Why do you want to marry? 

Are you compelled by feelings of romance? 

Do material concerns influence your decision? 

Is your partner making you feel pressured to marry? Or someone else in your life? 

Consider what's motivating your willingness to marry, and if that motivation is healthy-- because there's a time that comes in every romantic relationship when a decision is made, a decision that is made only once...and then reaffirmed daily.

When it comes to a long-term relationship that progresses to marriage, you will either decide you are going to be there for this person for the rest of his or her life… or not. It all starts with your own WHY. 

And while it's not popular or politically correct to say so in a world where so many weddings end in a divorce, we don't apologize for saying that a marriage should be a lifetime contract. Therefore, someone ought to have REALLY GOOD REASONS for getting married. 

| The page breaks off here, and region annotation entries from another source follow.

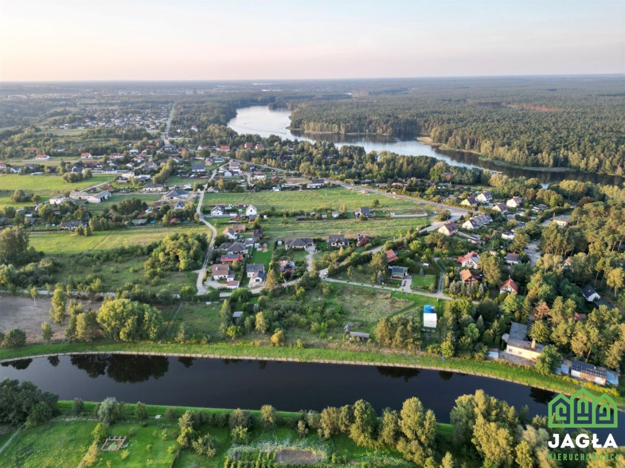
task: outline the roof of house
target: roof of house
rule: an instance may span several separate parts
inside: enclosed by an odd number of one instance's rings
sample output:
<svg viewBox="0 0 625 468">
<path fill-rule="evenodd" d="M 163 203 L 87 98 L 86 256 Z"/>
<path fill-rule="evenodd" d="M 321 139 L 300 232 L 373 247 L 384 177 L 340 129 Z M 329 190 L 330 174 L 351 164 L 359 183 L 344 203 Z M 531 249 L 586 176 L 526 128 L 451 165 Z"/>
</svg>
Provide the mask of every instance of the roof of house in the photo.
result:
<svg viewBox="0 0 625 468">
<path fill-rule="evenodd" d="M 506 282 L 504 283 L 504 284 L 502 284 L 501 286 L 499 288 L 499 290 L 501 290 L 506 288 L 510 288 L 515 293 L 519 292 L 519 286 L 517 286 L 517 284 L 514 282 L 514 280 L 512 280 L 511 278 L 509 278 L 508 280 L 506 280 Z"/>
<path fill-rule="evenodd" d="M 254 273 L 255 271 L 264 271 L 265 265 L 263 263 L 248 263 L 245 266 L 246 273 Z"/>
<path fill-rule="evenodd" d="M 583 289 L 582 289 L 582 294 L 584 295 L 584 297 L 589 298 L 592 295 L 597 294 L 597 291 L 595 290 L 594 288 L 590 285 L 586 285 L 584 286 Z"/>
<path fill-rule="evenodd" d="M 607 376 L 607 369 L 599 366 L 595 366 L 582 361 L 571 360 L 571 370 L 581 372 L 594 377 L 605 379 Z"/>
<path fill-rule="evenodd" d="M 306 247 L 309 244 L 312 243 L 312 240 L 308 237 L 296 237 L 286 241 L 284 243 L 291 247 Z"/>
<path fill-rule="evenodd" d="M 465 260 L 473 260 L 476 263 L 478 263 L 479 262 L 479 255 L 472 250 L 463 256 L 459 256 L 457 260 L 459 263 L 462 263 Z"/>
<path fill-rule="evenodd" d="M 224 242 L 218 249 L 219 250 L 226 250 L 229 252 L 239 251 L 245 250 L 245 245 L 241 242 Z"/>
<path fill-rule="evenodd" d="M 519 261 L 519 254 L 518 253 L 508 253 L 506 255 L 506 261 Z"/>
</svg>

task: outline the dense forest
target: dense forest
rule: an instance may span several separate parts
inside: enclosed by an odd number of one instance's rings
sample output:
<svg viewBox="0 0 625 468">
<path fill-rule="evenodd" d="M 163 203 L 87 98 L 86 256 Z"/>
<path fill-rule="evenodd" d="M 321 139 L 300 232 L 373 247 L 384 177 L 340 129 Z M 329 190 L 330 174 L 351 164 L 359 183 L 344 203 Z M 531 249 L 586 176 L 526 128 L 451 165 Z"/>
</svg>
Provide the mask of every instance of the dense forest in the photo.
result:
<svg viewBox="0 0 625 468">
<path fill-rule="evenodd" d="M 435 144 L 519 165 L 622 173 L 622 77 L 415 85 L 405 92 L 291 102 L 291 126 L 309 132 L 427 134 Z"/>
</svg>

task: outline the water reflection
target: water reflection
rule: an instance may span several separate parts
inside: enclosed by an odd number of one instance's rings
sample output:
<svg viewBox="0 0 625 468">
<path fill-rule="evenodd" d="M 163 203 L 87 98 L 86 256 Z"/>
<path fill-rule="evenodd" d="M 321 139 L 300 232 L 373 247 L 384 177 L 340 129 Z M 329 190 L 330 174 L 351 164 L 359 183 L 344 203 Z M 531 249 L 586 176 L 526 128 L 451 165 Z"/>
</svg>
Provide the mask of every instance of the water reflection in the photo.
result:
<svg viewBox="0 0 625 468">
<path fill-rule="evenodd" d="M 264 105 L 253 105 L 237 109 L 237 116 L 228 122 L 228 127 L 241 134 L 251 134 L 264 138 L 271 135 L 276 135 L 282 139 L 289 140 L 297 139 L 311 142 L 318 140 L 331 142 L 339 147 L 346 145 L 357 145 L 364 147 L 368 152 L 392 151 L 402 155 L 431 156 L 444 160 L 451 165 L 501 171 L 511 177 L 535 177 L 543 184 L 570 179 L 595 183 L 618 185 L 623 180 L 622 178 L 618 176 L 578 172 L 566 168 L 553 172 L 542 168 L 509 167 L 498 164 L 491 160 L 481 159 L 474 153 L 456 150 L 441 150 L 422 144 L 416 138 L 399 140 L 379 135 L 304 134 L 288 128 L 291 124 L 290 116 L 290 110 L 269 109 Z"/>
<path fill-rule="evenodd" d="M 150 378 L 158 379 L 169 368 L 169 359 L 162 356 L 81 354 L 72 356 L 71 363 L 92 379 L 106 375 L 122 383 L 144 382 Z"/>
<path fill-rule="evenodd" d="M 17 361 L 11 361 L 10 363 L 2 363 L 2 366 L 5 368 L 11 366 L 11 367 L 17 369 L 18 371 L 22 371 L 24 369 L 28 369 L 32 362 L 32 359 L 18 359 Z"/>
<path fill-rule="evenodd" d="M 391 379 L 403 379 L 404 382 L 408 382 L 411 379 L 417 377 L 419 372 L 418 369 L 411 369 L 409 368 L 393 368 L 378 366 L 376 368 L 380 375 L 390 377 Z"/>
</svg>

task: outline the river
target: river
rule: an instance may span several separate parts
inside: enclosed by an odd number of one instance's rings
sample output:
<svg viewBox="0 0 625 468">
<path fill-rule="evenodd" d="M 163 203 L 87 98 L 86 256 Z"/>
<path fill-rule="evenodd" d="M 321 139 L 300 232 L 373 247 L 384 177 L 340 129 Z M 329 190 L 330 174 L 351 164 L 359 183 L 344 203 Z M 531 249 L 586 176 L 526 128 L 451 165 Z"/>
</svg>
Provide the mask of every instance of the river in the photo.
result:
<svg viewBox="0 0 625 468">
<path fill-rule="evenodd" d="M 483 389 L 530 414 L 546 414 L 551 391 L 452 372 L 393 367 L 157 356 L 90 354 L 5 363 L 0 378 L 29 380 L 62 399 L 108 396 L 151 404 L 241 407 L 271 404 L 282 411 L 320 411 L 367 400 L 379 412 L 418 397 L 448 422 L 456 399 Z M 619 413 L 619 426 L 625 414 Z M 616 434 L 615 434 L 615 436 Z M 619 436 L 625 443 L 625 434 Z"/>
<path fill-rule="evenodd" d="M 338 147 L 358 145 L 369 151 L 392 151 L 398 154 L 426 155 L 445 161 L 448 164 L 465 167 L 479 167 L 503 172 L 511 177 L 524 176 L 535 177 L 546 185 L 564 179 L 591 182 L 606 185 L 618 184 L 622 179 L 618 177 L 601 174 L 562 171 L 534 170 L 520 167 L 501 165 L 494 161 L 481 159 L 475 153 L 466 151 L 441 150 L 426 145 L 416 139 L 398 140 L 383 135 L 341 135 L 339 134 L 306 134 L 288 128 L 291 124 L 291 111 L 287 109 L 270 109 L 266 105 L 252 105 L 237 109 L 237 115 L 228 122 L 228 127 L 239 134 L 252 134 L 266 138 L 276 135 L 289 140 L 332 142 Z"/>
</svg>

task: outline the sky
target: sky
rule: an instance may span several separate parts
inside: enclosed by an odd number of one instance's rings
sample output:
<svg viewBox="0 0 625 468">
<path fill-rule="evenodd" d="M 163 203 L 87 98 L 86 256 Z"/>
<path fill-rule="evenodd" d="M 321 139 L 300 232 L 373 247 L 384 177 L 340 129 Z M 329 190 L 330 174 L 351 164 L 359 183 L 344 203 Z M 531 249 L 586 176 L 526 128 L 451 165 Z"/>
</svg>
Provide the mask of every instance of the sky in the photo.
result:
<svg viewBox="0 0 625 468">
<path fill-rule="evenodd" d="M 0 81 L 624 72 L 623 0 L 0 0 Z"/>
</svg>

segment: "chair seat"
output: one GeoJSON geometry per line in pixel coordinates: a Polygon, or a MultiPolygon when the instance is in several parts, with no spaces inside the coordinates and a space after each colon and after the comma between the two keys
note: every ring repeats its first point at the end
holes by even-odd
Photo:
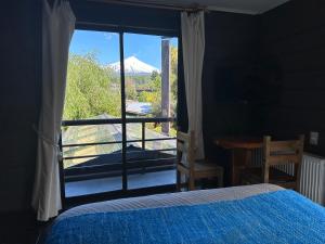
{"type": "MultiPolygon", "coordinates": [[[[263,169],[261,167],[256,168],[247,168],[243,171],[243,178],[248,181],[252,181],[255,183],[262,183],[263,182],[263,169]]],[[[290,176],[282,170],[271,167],[270,175],[269,175],[269,182],[270,183],[282,183],[282,182],[291,182],[295,181],[295,177],[290,176]]]]}

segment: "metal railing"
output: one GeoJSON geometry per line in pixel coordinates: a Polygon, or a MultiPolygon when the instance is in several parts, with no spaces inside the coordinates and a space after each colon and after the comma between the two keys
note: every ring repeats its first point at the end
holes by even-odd
{"type": "MultiPolygon", "coordinates": [[[[105,119],[82,119],[82,120],[63,120],[62,127],[73,127],[73,126],[93,126],[93,125],[114,125],[114,124],[122,124],[121,118],[105,118],[105,119]]],[[[176,140],[176,137],[166,137],[166,138],[150,138],[147,139],[145,137],[145,129],[146,124],[148,123],[174,123],[176,118],[172,117],[145,117],[145,118],[126,118],[126,124],[141,124],[141,139],[134,139],[134,140],[127,140],[127,143],[136,143],[141,142],[141,149],[143,152],[167,152],[167,151],[176,151],[176,147],[172,149],[159,149],[159,150],[146,150],[146,142],[151,141],[166,141],[166,140],[176,140]]],[[[91,146],[91,145],[106,145],[106,144],[118,144],[122,143],[121,140],[119,141],[104,141],[104,142],[87,142],[87,143],[68,143],[63,144],[61,143],[61,149],[65,147],[80,147],[80,146],[91,146]]],[[[121,152],[118,152],[121,153],[121,152]]],[[[141,153],[141,151],[136,152],[127,152],[127,153],[141,153]]],[[[100,157],[105,155],[112,155],[113,153],[108,154],[92,154],[92,155],[78,155],[78,156],[64,156],[63,160],[68,159],[80,159],[80,158],[91,158],[91,157],[100,157]]],[[[132,164],[128,164],[127,168],[141,168],[143,170],[144,167],[160,167],[164,165],[162,162],[166,162],[166,165],[170,165],[172,162],[174,162],[176,156],[168,156],[168,157],[161,157],[161,158],[147,158],[147,159],[141,159],[141,160],[132,160],[132,164]]],[[[70,168],[83,168],[82,170],[90,170],[91,168],[99,167],[102,168],[102,170],[109,171],[109,170],[116,170],[122,162],[119,164],[101,164],[101,165],[93,165],[93,166],[72,166],[70,168]]]]}

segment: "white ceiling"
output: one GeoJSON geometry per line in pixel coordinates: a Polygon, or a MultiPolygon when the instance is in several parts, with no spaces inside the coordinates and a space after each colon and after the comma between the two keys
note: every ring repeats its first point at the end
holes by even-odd
{"type": "Polygon", "coordinates": [[[216,11],[261,14],[288,1],[289,0],[146,0],[142,2],[173,4],[179,7],[197,4],[216,11]]]}

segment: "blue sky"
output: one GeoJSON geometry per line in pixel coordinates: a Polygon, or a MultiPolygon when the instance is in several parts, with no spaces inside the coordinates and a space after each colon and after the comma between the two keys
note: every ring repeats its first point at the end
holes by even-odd
{"type": "MultiPolygon", "coordinates": [[[[134,55],[161,69],[160,44],[159,36],[125,34],[125,59],[134,55]]],[[[171,44],[177,47],[178,39],[172,38],[171,44]]],[[[119,37],[115,33],[76,30],[69,51],[75,54],[95,52],[101,64],[114,63],[119,61],[119,37]]]]}

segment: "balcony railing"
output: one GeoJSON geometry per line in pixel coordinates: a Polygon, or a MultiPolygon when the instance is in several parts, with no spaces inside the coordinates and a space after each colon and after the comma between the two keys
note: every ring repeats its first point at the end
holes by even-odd
{"type": "MultiPolygon", "coordinates": [[[[170,149],[158,149],[158,150],[147,150],[146,142],[154,141],[167,141],[174,140],[176,137],[166,136],[164,138],[146,138],[146,124],[158,124],[158,123],[174,123],[176,118],[172,117],[145,117],[145,118],[126,118],[125,123],[128,124],[141,124],[141,138],[127,140],[129,143],[141,143],[141,147],[138,151],[127,151],[127,155],[132,155],[132,159],[128,159],[126,162],[126,169],[128,174],[136,174],[144,171],[158,171],[165,168],[174,168],[176,163],[176,153],[167,154],[164,152],[172,151],[176,152],[176,147],[170,149]],[[135,159],[134,159],[135,158],[135,159]]],[[[64,120],[62,121],[62,127],[77,127],[77,126],[95,126],[95,125],[121,125],[123,120],[121,118],[104,118],[104,119],[82,119],[82,120],[64,120]]],[[[107,144],[121,144],[122,140],[116,141],[101,141],[101,142],[84,142],[84,143],[61,143],[62,150],[72,149],[72,147],[82,147],[82,146],[96,146],[96,145],[107,145],[107,144]]],[[[125,149],[127,150],[127,149],[125,149]]],[[[64,151],[63,151],[64,152],[64,151]]],[[[81,158],[104,158],[109,157],[112,155],[121,155],[120,152],[113,153],[104,153],[104,154],[91,154],[91,155],[77,155],[77,156],[63,156],[63,160],[72,160],[72,159],[81,159],[81,158]]],[[[113,162],[101,163],[96,165],[75,165],[65,169],[66,180],[76,180],[83,177],[89,178],[89,176],[120,176],[122,168],[122,157],[117,157],[113,162]]]]}

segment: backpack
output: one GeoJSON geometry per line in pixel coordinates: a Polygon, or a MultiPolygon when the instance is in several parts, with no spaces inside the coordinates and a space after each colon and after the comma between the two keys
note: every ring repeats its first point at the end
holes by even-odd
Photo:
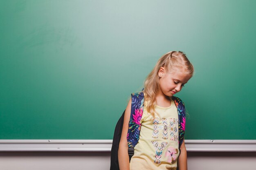
{"type": "MultiPolygon", "coordinates": [[[[143,88],[141,91],[143,91],[143,88]]],[[[128,155],[129,161],[134,154],[134,147],[138,143],[141,123],[140,119],[143,114],[144,108],[144,93],[142,92],[133,93],[132,96],[132,106],[127,134],[128,155]]],[[[186,112],[184,103],[179,98],[173,96],[177,108],[179,117],[179,150],[180,153],[180,146],[183,142],[186,124],[186,112]]],[[[121,139],[124,117],[125,110],[118,120],[115,130],[111,151],[110,170],[119,170],[118,163],[118,148],[121,139]]],[[[180,155],[179,155],[180,156],[180,155]]],[[[177,170],[179,168],[177,167],[177,170]]]]}

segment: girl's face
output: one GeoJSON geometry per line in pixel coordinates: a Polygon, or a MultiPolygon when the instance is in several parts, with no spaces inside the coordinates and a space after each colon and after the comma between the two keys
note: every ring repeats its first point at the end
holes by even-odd
{"type": "Polygon", "coordinates": [[[159,92],[171,97],[180,91],[191,76],[181,69],[176,68],[168,73],[166,71],[161,67],[158,72],[158,76],[161,77],[159,92]]]}

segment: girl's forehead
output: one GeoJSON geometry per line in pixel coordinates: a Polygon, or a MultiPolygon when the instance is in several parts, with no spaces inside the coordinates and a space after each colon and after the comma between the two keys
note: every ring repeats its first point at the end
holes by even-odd
{"type": "Polygon", "coordinates": [[[179,70],[173,71],[168,73],[169,76],[173,79],[185,83],[186,83],[191,77],[187,72],[179,70]]]}

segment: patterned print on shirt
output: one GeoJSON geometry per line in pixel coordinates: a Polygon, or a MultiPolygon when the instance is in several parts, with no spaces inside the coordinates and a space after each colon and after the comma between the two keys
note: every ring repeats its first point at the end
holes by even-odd
{"type": "Polygon", "coordinates": [[[167,151],[165,152],[165,156],[167,157],[167,161],[173,164],[177,157],[178,150],[171,146],[168,148],[167,151]]]}
{"type": "Polygon", "coordinates": [[[166,118],[162,118],[162,121],[164,125],[163,130],[163,139],[168,139],[168,122],[166,118]]]}
{"type": "Polygon", "coordinates": [[[156,139],[158,137],[159,134],[159,119],[158,117],[155,117],[153,120],[153,133],[152,134],[152,137],[156,139]]]}
{"type": "Polygon", "coordinates": [[[170,140],[178,141],[179,133],[177,127],[179,124],[178,119],[170,118],[170,140]]]}
{"type": "Polygon", "coordinates": [[[163,153],[163,149],[167,145],[168,142],[162,142],[160,146],[159,146],[157,141],[151,141],[151,142],[156,149],[154,162],[159,164],[161,163],[160,159],[163,153]]]}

Life is so filled with uncertainties. Whether your marriage is going to last shouldn't be one of them. That's why we compiled this list of what it means to say "I do": Every Happily Married Person Can Answer This Question

Do You Want Children?

Conflicts related to children are among the most serious that couples face-- but in our opinion none are more serious than whether or not to have kids at all. Many couples split up because one partner wants to have children but the other does not. That's a serious crossroads to reach-- and we advocate that it’s better to reach the crossroads and see the way forward (or backward) clearly SOONER rather than LATER.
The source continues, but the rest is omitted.